In any case, designing robotic systems that function at a basic and simple level and then evolving complexity bit by bit seems like a good way to go. Passive functionality, like a tenodesis-like grip, is one such example. The robot hand in question also has a “skin” with sensors, so that the robot hand can sense how tightly it is gripping something. This allows it to keep from dropping objects, while not breaking them. This is something humans take for granted, but can be a difficult task for robots.

This approach – designing what is essentially a subsystem that works efficiently by itself – is also a great overall approach to robotics. The folks at Boston Dynamics, for example, have famously perfected robots that can walk. They did not do this by designing a super-intelligent robot that with something like conscious level control over its movements (like the human cortex). Rather it developed a walking algorithm that functions more like the brainstem – a primitive set of reflexes and algorithms that, added together, produce something akin to passive walking. When you are walking you are not thinking about every muscle contraction. You are not looking at the ground, thinking about the angle of your stance, and the force of your muscles. You just walk. It’s automatic, literally subconscious. Walking is a subsystem in the primitive (meaning old) part of your brain. Walking includes passive reflexes, ones that happen without the need for any higher level processing. There are stretch reflexes in the muscles, vestibular reflexes, ocular reflexes, and anti-gravity muscle tone. Balance requires cerebellar function (high level processing but still subconscious), and this is analogous to the walking software developed by Boston Dynamics.

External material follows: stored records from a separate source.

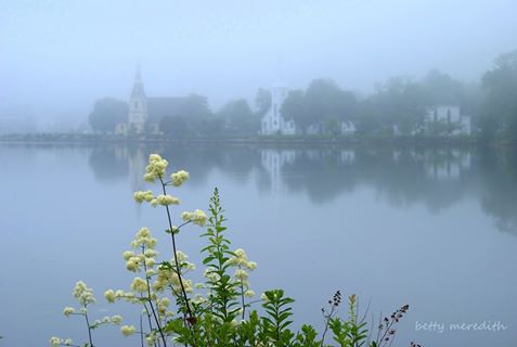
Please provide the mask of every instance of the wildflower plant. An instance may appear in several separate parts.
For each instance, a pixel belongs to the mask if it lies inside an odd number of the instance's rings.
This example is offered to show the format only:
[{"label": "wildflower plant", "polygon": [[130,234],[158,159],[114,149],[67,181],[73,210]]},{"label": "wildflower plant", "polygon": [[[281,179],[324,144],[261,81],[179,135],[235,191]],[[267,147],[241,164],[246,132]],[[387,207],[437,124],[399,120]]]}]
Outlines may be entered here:
[{"label": "wildflower plant", "polygon": [[[379,322],[377,336],[366,327],[364,317],[358,316],[354,295],[349,296],[348,317],[339,318],[338,307],[341,293],[338,291],[329,308],[323,309],[325,327],[322,334],[311,325],[302,325],[300,331],[292,331],[294,299],[283,290],[264,292],[260,299],[251,300],[255,292],[249,274],[257,268],[242,248],[232,250],[227,236],[224,209],[219,191],[214,190],[209,202],[208,216],[201,209],[180,214],[181,222],[172,222],[172,207],[180,200],[169,194],[170,188],[186,182],[189,172],[179,170],[167,176],[168,162],[152,154],[146,166],[144,180],[156,183],[152,190],[134,193],[140,204],[161,207],[165,210],[165,234],[170,239],[171,257],[158,260],[157,239],[148,228],[141,228],[130,242],[130,249],[124,252],[126,269],[134,273],[128,290],[107,290],[104,297],[108,303],[126,301],[140,306],[137,326],[122,325],[125,336],[140,336],[141,346],[193,346],[193,347],[325,347],[327,333],[341,347],[388,346],[395,337],[395,326],[406,312],[408,306]],[[178,239],[188,224],[203,228],[201,237],[206,246],[201,249],[201,265],[204,282],[193,284],[190,273],[196,270],[188,255],[178,248]],[[121,324],[119,316],[106,317],[90,323],[87,306],[94,303],[93,291],[78,282],[74,296],[80,308],[67,307],[64,314],[82,316],[88,325],[88,343],[81,346],[94,347],[92,331],[107,324]],[[256,306],[259,307],[256,307]],[[331,338],[328,338],[329,340]],[[52,346],[76,346],[69,339],[52,337]],[[412,346],[417,346],[416,344]]]},{"label": "wildflower plant", "polygon": [[74,297],[79,303],[79,308],[65,307],[63,309],[63,314],[65,317],[77,316],[85,319],[87,329],[88,329],[88,343],[82,345],[75,345],[72,338],[60,338],[53,336],[50,338],[51,346],[83,346],[83,347],[94,347],[93,345],[93,330],[101,327],[103,325],[115,324],[119,325],[122,322],[122,318],[118,314],[116,316],[106,316],[102,319],[92,320],[88,312],[88,307],[95,303],[95,297],[93,296],[93,290],[89,288],[87,284],[82,281],[76,283],[73,292]]}]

What I think all this means is that roboticists have learned to take an evolutionary bottom-up approach to designing robots. They are working out how to accomplish specific tasks with maximal simplicity and efficiency. Those functions can then be combined or tricked out with added features, with the eventual goal of building a soft anthropomorphic robot with human-level functionality. But roboticists can do something evolution cannot – redesign core functions as needed to accommodate advanced functions. Evolution cannot fundamentally redesign the vertebrate eye because the basic structure is already baked into development biology and the genetic architecture. There is simply no evolutionary mechanism for something like that to happen. But roboticists can. Therefore, once human-level functionality is achieved there is every reason to think that it will be exceeded.

But there is a still a long way to go. The human body is still an incredible machine.